What is an Aneurysm?
An aneurysm is an abnormal dilatation or swelling arising from an artery. It can affect a number of arteries, most commonly the aorta, the main artery of the chest and abdomen. The most likely location is for an aneurysm is just below the arteries to the kidneys. Aneurysms may involve the iliac arteries in the pelvis (see diagram)
How do you know if you have an aneurysm?
Most people with aneurysms are unaware they have one. It usually produces little, if no symptoms, and is most often discovered by chance, on a scan undertaken for other reasons. An aneurysm is sometimes detected on routine examination of your abdomen. Occasionally, an aneurysm may cause pain, in the back or side. When this occurs, it is recommended you see your doctor immediately.
What will happen if I ignore the aneurysm?
Untreated, the aneurysm will continue to expand and ultimately burst. The rate of expansion is variable, 1mm to 5mm per year. The risk of rupture is directly related to the size of the aneurysm. Aneurysms with diameters under 5cm have a very low risk of rupture, though this can vary depending on other factors, such as the configuration of the aneurysm.
When should the aneurysm be treated?
Intervention is usually but not always recommended when the aneurysm exceed 5 – 5.5cm diameter. The purpose of intervention is to prevent rupture or alleviate symptoms..
What happens if the aneurysm ruptures?
Sudden onset of severe back or side pain may be an indicator that the aneurysm is about to rupture. Immediate transfer to hospital is vital for survival. Rupture can cause severe shock (profound hypotension) through blood loss. A high mortality rate (greater than 50% of patients who reach hospital) is associated with rupture, which underlines the importance of early diagnosis and treatment.
How are aneurysms treated? (see operations performed)
Open Repair. This involves open surgery through a long incision in the abdomen. It has been performed for over 60 years, and still has an important role today with excellent outcomes, both short term and long term. It involves the replacement of the aneurysm with an artificial Dacron graft.
Endovascular Repair. This technique has now become the treatment of choice in most patients undergoing aneurysm repair. It can be performed without making any major incisions. It is performed in the catheter laboratory using a stent-graft, delivered into the aneurysm from the femoral (groin) arteries, thereby excluding the aneurysm from the circulation, and at the same time, maintaining normal blood flow to the lower limbs.
What determines which procedure is appropriate?

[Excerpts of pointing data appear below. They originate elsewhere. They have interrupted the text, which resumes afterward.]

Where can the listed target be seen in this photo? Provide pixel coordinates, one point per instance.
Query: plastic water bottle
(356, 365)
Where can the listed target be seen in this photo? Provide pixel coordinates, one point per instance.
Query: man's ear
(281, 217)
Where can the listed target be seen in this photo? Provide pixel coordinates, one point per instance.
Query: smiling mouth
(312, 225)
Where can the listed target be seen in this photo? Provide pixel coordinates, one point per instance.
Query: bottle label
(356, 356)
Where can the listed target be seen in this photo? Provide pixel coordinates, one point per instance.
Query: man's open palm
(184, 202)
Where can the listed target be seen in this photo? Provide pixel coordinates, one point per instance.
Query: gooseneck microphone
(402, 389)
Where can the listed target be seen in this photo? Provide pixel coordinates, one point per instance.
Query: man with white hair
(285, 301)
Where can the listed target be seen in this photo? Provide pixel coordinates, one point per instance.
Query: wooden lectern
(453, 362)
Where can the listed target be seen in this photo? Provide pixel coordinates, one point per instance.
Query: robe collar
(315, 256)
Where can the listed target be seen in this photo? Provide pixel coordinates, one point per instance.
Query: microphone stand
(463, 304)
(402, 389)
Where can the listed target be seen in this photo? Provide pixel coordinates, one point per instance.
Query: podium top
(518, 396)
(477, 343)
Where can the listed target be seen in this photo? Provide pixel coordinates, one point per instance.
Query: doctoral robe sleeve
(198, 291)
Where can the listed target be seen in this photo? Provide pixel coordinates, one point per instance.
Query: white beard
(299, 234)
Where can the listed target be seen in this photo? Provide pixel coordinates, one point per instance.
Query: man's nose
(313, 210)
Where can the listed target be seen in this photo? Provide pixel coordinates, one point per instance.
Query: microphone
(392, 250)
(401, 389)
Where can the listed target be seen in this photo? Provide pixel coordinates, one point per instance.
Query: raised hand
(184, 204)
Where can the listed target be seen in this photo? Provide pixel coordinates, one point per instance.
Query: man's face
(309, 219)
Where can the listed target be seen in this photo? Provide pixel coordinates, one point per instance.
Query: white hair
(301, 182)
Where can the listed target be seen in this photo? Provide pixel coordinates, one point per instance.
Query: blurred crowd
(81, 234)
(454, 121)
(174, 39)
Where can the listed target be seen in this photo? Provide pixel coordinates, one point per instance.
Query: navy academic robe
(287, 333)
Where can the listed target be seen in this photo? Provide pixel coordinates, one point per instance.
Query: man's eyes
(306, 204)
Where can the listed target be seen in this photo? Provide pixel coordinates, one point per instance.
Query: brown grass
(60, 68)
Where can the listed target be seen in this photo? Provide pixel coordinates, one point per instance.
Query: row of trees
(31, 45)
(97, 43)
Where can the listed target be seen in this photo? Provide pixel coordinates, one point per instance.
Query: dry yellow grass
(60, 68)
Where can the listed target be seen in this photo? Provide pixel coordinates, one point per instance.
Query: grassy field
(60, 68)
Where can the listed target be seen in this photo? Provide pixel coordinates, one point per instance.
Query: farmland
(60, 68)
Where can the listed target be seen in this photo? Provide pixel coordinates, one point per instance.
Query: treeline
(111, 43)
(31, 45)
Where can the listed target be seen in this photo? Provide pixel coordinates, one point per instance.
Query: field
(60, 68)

This decision is made by your surgeon. It depends on a number of anatomical factors outlined on the abdominal CT scan
What are the risks of the procedure?
This will depend on how the aneurysm is treated and is discussed in detail in operations performed.
What happens before, on the day and after the procedure?
This procedure still has an important role in the management of a minority of patients with aortic aneurysms (AAA).
In order to prepare for this procedure, it is vital that a full medical work-up be obtained to confirm fitness for anaesthesia.
This will involve a number of blood tests, an assessment of the heart with an ECG and thallium scan, and referral to a cardiologist if there are any concerns about your heart.
Day of procedure
You may be admitted on the morning of the procedure if your work-up has been completed. You will be required to bring ALL of your usual medications.
It is important to fast for at least 6 hours prior to the procedure. For a morning procedure, you will need to fast from midnight, whereas for an afternoon procedure, this will mean fasting from 7am.
Your anaesthetist will consult you prior to the operation, and explain the anaesthetic and its risks to you.
A full general anaesthetic is administered. A tube is inserted into your windpipe (trachea) to help with your breathing while you are asleep. A catheter is also inserted into your bladder to help in monitoring your fluid status. This will remain in-situ for the first 48 hours.
The operation is performed through a midline abdominal incision, passing from the chest to the pubic bone.
Heparin is administered to help keep the blood thin. The aorta is clamped above and below the aneurysm. In over 90% of cases, this occurs below the arteries to the kidneys, so there is no interruption in blood flow to the kidneys. Clot adherent to the wall of the aneurysm is removed, and back bleeding from arteries coming off the aneurysm controlled.
In order to restore vascular continuity, a synthetic graft (Dacron) either as a tube or “trouser” is sewn into position. Clamps are released to restore circulation to both legs, usually sequentially and slowly, to allow fluid replacement and maintenance of blood pressure. All vascular joins are checked and any leaks sealed.
All patients return to the intensive care unit for at least the first 24 hours for stabilisation, correction of any fluid imbalance and to ensure heart and lung function is optimised.
Patients are then transferred to the ward, where oral fluids and diet is slowly re-introduced, and mobilisation commenced. It is a gradual process, but most patients are fit for discharge at about 7 to 10 days following the procedure.